Bühne, Das Gebetsleben Jesu

das-gebetsleben-jesuIn der Regel kennt der inter­es­sierte Bibel­le­ser über das „Gebets­le­ben Jesu“ bes­ten­falls einige grund­le­gende Dinge. Lei­der zie­hen die Wenigs­ten dar­aus Schluss­fol­ge­run­gen für ihr eige­nes Gebets­le­ben. Das ist Wolf­gang Bühne in die­sem Buch sehr gut gelungen!

Das Buch ist keine theo­lo­gi­sche Abhand­lung über das Thema Gebet, son­dern viel­mehr eine prak­ti­sche Betrach­tung. Nach jedem Kapi­tel mit einem bestimm­ten Schwer­punkt gibt es ein „Was kön­nen wir dar­aus ler­nen“, mit „Ers­tens“ das und „Zwei­tens“ das… Meis­tens ist der zweite Teil genauso lang wie die Betrach­tung selbst, so dass das Buch ins­ge­samt sehr prak­tisch gelebt wer­den will.

Schon in sei­nem Vor­wort zeigt der Autor unsere Gebets­ar­mut auf, die am bes­ten mit dem von ihm ver­wen­de­ten Zitat wie­der­ge­ge­ben wer­den kann.

Das Aschen­put­tel der heu­ti­gen Gemeinde ist die Gebets­ver­samm­lung. Diese „Die­ne­rin des Herrn“ bleibt unge­liebt und unbe­ach­tet, denn sie behängt sich weder mit den Per­len der Intel­lek­tua­li­tät, noch glänzt sie mit den Sei­den­stof­fen der Phi­lo­so­phie oder bezau­bert mit der drei­fa­chen Krone der Psy­cho­lo­gie. Sie trägt das Selbst­ge­strickte der Ernst­haf­tig­keit und Demut und schämt sich nicht zu knien!

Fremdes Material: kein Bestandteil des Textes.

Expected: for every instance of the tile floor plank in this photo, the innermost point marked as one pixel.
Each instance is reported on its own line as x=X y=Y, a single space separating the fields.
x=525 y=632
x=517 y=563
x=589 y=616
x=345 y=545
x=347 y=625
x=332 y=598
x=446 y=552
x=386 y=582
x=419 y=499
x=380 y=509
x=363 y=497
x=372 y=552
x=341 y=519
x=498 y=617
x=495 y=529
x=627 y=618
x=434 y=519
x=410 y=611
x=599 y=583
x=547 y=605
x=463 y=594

Das zweite Kapi­tel wird mit einem wert­vol­len Zitat von Spur­geon zusammengefasst:

Sieh kei­nem Men­schen ins Gesicht, bis du das Ange­sicht Got­tes gese­hen hast, Sprich mit nie­man­dem, bevor du nicht das Gespräch mit dem höchs­ten gehabt hast. Gehe nicht an deine Arbeit, ohne dass deine Len­den mit dem Gür­tel der Andacht umgür­tet sind, damit dir dein Werk gelingt. Beginne nicht den Lauf, bevor du nicht im Gebet alle Last bei­sei­te­ge­legt hast, sonst ver­lierst du den Wettkampf.

Im drit­ten Kapi­tel lässt er den von Vie­len geschätz­ten A. W. Tozer mit einer erns­ten Mah­nung an die Pre­di­ger zu Wort kommen:

Sieh zu, dass du mehr betest als pre­digst! Ver­bringe mehr Zeit mit Gott im Ver­bor­ge­nen als mit Men­schen in der Öffent­lich­keit. Halte dein Herz für den Geist Got­tes offen, dass er dich beein­flus­sen kann. Pflege mehr die Bekannt­schaft mit Gott als die Freund­schaft mit Men­schen. Dann wirst du immer genü­gend Brot für die Hung­ri­gen haben!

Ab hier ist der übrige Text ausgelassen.